'Bushmen and Diamonds. (Un)civil Society in Botswana' by Kenneth Good

Botswana's democracy is often considered to be a comparatively advanced and positive example of an African state in terms of political culture and the notion of "good governance". Focussing on the particular situation of the Bushmen/San as a marginalized minority denied citizens' rights, this paper challenges the assumption that the country's current political and socio-economic system is, in fact, exemplary. The author has on previous occasions presented and published related analyses within the research network on "Liberation and Democracy in Southern Africa" (LiDeSA), which is currently coordinated through the Nordic Africa Institute. This publication is another result of the collaboration within this project.

Kenneth Good:
Bushmen and Diamonds. (Un)civil Society in Botswana
ISBN 91-7106-502-2, 40 pp, 100 SEK (10 Euro)
Published by The Nordic Africa Institute, Uppsala, Sweden, Nov 2003
Keywords: Botswana, Politics, Democracy Diamonds, San, Human rights

Botswana's democracy is often considered to be a comparatively advanced and positive example of an African state in terms of political culture and the notion of "good governance". Focussing on the particular situation of the Bushmen/San as a marginalized minority denied citizens' rights, this paper challenges the assumption that the country's current political and socio-economic system is, in fact, exemplary.

Bushmen are the indigenous people region, and one of the largest ethnic minorities in the country. They are, nevertheless, the poorest of the poor in Botswana, the only citizens without secure land rights, experiencing injustice and discrimination on a routinised basis.

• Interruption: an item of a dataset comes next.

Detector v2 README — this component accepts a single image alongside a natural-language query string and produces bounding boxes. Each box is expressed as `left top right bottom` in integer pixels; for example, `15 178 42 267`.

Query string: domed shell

Since 1997, and with particular speed through 2002, Bushmen (or San or Basarwa, they are a people without a self-given name) have been removed from the Central Kalahari Game Reserve (CKGR) in Botswana where their ancestors have lived for a millennium or more. Simultaneously with these coerced removals, diamond-mining exploration leases have rapidly spread across the CKGR. Diamonds have already been found at Gope inside the CKGR, and mining will follow dependant on the world market.

History indicates that coerced re-location occurs in colonial and quasi-colonial situations, to those who have few or no human rights. Enforced removals and routinised injustice are thus testaments to the frailities of democracy in Botswana - a society, which has a political system, which is no imagined shining light in Africa, but represents an authoritarian and elitist model of a barely functioning electoralism. Civil society is small and weak, and in a dependant relationship with the government. When an outside advocacy group does speak out, as Survival International has done with its campaign on diamonds of despair, the government reacts with shock and horror. The society is without a struggle culture, and suffers from the battered wife syndrome. Unless a group agitates strongly about a problem it will not become an issue for debate in society. Bushmen and democracy are thus closely inter-linked in Botswana, and improvements for the one require developments in the other, and vice versa.

The author has on previous occasions presented and published related analyses within the research network on "Liberation and Democracy in Southern Africa" (LiDeSA), which is currently coordinated through the Nordic Africa Institute. This publication is another result of the collaboration within this project.

Kenneth Good is Professor in the Department of Political and Administrative Studies at the University of Botswana in Gaborone. His interests focus on the state in relation to development and class formation, democratisation and corruption/mismanagement. He has published widely in scholarly journals and books.